Patient Risk Factors
- Nausea and vomiting before surgery – PONV might be the outcome of a pre-surgery ailment that caused nausea and vomiting.
- Female gender – Female gender is the most accurate patient-specific predictor of PONV [12,13].
- Prior to puberty, female children do not have an increased risk of PONV [14,15].
- Patients who have already had PONV or motion sickness – Previous PONV and/or motion sickness increase the risk of PONV in adults [16].
- A parent or sibling’s history of PONV or postoperative vomiting (POV), as well as a parent or sibling’s history of PONV or POV, increases the risk of POV/PONV in children [17].
- Being a nonsmoker – Being a nonsmoker is a risk factor for PONV in and of itself [12,13,16].
- Age – The majority of research have found a minor, gradual decline in PONV in people as they get older [10,12]. The age of 50 was found to be a risk factor for PONV in a prospective trial of over 2200 patients who received general anesthesia (PDNV) [18].
- Young age seems to be protective in children. POV is uncommon in youngsters under the age of three, and it becomes more common as they become older, with puberty it reduces again [14].
- Chemotherapy-induced nausea and vomiting – A background of chemotherapy-induced nausea and vomiting may aggravate PONV (CINV) [19].
Anesthetic Factors
- Anesthetic technique – When compared to simply regional anesthesia, general anesthesia is linked to a greater rate of PONV [16].
- Total intravenous anesthesia versus Volatile anesthetics – The use of volatile anesthetics is a major factor in the development of PONV [16,20].
- Intravenous (IV) anesthetics – At dosages routinely used for induction of anesthesia, etomidate does not raise PONV on its own [21]. Low-dose ketamine in the perioperative period has been shown to minimize PONV, as well as postoperative pain and opioid needs [22,23].
- Nitrous oxide (N2O) – When compared to anesthesia without N2O, N2O may slightly increase the incidence of PONV, particularly in children and high-risk individuals [24].

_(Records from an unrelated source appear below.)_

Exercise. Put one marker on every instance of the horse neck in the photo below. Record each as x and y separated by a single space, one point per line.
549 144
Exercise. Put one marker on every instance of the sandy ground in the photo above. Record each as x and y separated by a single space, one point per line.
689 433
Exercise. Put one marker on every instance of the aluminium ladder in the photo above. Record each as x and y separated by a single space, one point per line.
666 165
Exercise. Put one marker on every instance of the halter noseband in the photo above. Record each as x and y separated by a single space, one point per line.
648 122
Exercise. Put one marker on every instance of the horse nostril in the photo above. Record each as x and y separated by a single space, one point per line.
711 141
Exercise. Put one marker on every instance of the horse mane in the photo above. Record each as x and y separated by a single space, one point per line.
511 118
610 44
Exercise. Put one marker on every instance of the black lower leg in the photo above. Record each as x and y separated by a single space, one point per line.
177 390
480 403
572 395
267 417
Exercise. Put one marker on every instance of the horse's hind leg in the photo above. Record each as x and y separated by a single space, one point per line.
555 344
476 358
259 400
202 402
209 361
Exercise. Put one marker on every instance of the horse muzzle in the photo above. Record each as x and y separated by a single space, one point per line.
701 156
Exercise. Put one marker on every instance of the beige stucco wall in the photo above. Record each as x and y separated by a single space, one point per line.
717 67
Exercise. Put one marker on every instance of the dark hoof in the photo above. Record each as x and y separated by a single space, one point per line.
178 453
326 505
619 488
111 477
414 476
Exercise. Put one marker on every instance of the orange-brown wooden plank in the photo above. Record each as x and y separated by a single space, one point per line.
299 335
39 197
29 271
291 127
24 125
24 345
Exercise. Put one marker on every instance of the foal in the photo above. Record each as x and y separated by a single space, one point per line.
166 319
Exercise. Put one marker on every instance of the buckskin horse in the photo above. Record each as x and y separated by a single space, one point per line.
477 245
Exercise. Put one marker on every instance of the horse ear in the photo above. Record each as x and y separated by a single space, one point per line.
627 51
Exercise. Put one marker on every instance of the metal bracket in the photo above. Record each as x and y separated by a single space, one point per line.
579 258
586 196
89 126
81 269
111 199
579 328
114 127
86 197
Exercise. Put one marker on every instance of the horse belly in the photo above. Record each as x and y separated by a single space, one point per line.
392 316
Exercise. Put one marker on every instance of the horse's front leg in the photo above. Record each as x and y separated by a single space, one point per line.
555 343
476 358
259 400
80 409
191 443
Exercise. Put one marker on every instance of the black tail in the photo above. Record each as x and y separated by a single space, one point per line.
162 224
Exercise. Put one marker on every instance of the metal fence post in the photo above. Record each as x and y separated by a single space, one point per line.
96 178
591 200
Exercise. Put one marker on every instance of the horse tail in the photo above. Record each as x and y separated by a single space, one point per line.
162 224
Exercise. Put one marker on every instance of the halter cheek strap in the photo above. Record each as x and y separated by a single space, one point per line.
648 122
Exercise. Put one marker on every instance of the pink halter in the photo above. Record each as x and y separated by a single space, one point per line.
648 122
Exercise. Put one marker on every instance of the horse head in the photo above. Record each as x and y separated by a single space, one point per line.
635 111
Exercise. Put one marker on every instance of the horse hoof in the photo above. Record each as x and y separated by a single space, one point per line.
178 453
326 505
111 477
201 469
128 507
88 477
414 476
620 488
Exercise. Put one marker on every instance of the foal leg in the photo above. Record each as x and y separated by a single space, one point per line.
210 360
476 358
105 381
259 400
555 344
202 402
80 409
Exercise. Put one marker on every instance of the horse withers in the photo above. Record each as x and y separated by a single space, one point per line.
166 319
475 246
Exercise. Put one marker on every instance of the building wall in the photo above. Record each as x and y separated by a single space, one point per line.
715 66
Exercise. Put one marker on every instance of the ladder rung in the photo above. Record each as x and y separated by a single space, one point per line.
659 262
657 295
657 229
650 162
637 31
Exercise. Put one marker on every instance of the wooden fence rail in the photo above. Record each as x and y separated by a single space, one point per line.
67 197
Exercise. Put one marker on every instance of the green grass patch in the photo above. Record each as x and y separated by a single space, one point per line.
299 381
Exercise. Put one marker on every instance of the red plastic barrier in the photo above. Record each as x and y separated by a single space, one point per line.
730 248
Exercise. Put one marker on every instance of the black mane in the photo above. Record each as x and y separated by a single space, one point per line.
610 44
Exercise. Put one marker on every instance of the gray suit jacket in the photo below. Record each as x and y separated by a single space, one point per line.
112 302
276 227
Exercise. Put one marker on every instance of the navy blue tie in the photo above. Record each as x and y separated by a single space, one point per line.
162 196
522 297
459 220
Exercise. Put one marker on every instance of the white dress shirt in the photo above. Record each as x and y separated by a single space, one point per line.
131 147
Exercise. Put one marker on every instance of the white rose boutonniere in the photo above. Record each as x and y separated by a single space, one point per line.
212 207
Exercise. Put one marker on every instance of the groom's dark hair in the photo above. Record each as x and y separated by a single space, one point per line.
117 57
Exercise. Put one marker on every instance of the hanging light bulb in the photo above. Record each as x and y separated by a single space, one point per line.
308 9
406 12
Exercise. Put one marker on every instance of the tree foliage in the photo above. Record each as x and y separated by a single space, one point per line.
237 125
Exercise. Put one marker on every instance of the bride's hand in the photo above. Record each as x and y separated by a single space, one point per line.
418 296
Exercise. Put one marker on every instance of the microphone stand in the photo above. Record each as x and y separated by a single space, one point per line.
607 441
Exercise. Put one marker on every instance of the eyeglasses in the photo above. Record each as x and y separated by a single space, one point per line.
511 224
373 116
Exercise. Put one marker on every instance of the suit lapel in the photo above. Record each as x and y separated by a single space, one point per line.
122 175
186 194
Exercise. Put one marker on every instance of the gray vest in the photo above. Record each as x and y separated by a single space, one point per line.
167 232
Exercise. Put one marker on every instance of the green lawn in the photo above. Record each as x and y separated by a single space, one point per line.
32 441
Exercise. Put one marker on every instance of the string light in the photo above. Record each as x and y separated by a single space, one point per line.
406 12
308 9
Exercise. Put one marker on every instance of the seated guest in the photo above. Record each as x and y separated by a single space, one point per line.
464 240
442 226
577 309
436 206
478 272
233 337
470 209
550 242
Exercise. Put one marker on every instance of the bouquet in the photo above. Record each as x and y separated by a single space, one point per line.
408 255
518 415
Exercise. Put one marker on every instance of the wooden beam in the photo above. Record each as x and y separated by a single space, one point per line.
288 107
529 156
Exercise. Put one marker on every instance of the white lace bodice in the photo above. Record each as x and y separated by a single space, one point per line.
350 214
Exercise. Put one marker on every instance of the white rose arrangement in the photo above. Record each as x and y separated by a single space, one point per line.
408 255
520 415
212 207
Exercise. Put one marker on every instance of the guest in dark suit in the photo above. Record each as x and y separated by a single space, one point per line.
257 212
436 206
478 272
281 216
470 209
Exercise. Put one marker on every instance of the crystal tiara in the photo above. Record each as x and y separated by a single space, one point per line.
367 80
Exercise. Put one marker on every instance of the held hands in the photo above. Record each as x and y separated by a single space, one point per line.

- Duration of anesthesia – Anesthesia for longer periods of time using volatile anesthetics may raise the incidence of PONV [12,13,25].
- Opioid administration and decrease – Several studies have found that perioperative opioid administration increases the risk of PONV in a dose-dependent way [11,16,26].
- Neostigmine versus Sugammadex for reversal agent – As shown in a meta-analysis of 10 randomized studies including 933 individuals, combining neostigmine with either atropine or glycopyrrolate did not significantly enhance the incidence of overall nausea or vomiting [27].
- It’s uncertain how common PONV occurs once sugammadex is used to reverse neuromuscular blocking medications.
Type of Surgery
When compared to other general surgical operations, the best data shows that cholecystectomy, laparoscopic, and gynecologic surgeries are linked with a moderately elevated risk of PONV [12].
In children, strabismus operation is a significant, and arguably the most critical, predictor of POV [14,17]. POV also happens in up to 70% of children who undergo adenotonsillectomy without prophylaxis [28], 60% of kids who have otoplasty [29], and 40% of children who have inguinal scrotal or penile surgeries [30].
In conclusion, PONV is a condition with distinct characteristics that can be avoided by recognizing preventive causes. In our review, we have covered several noteworthy elements.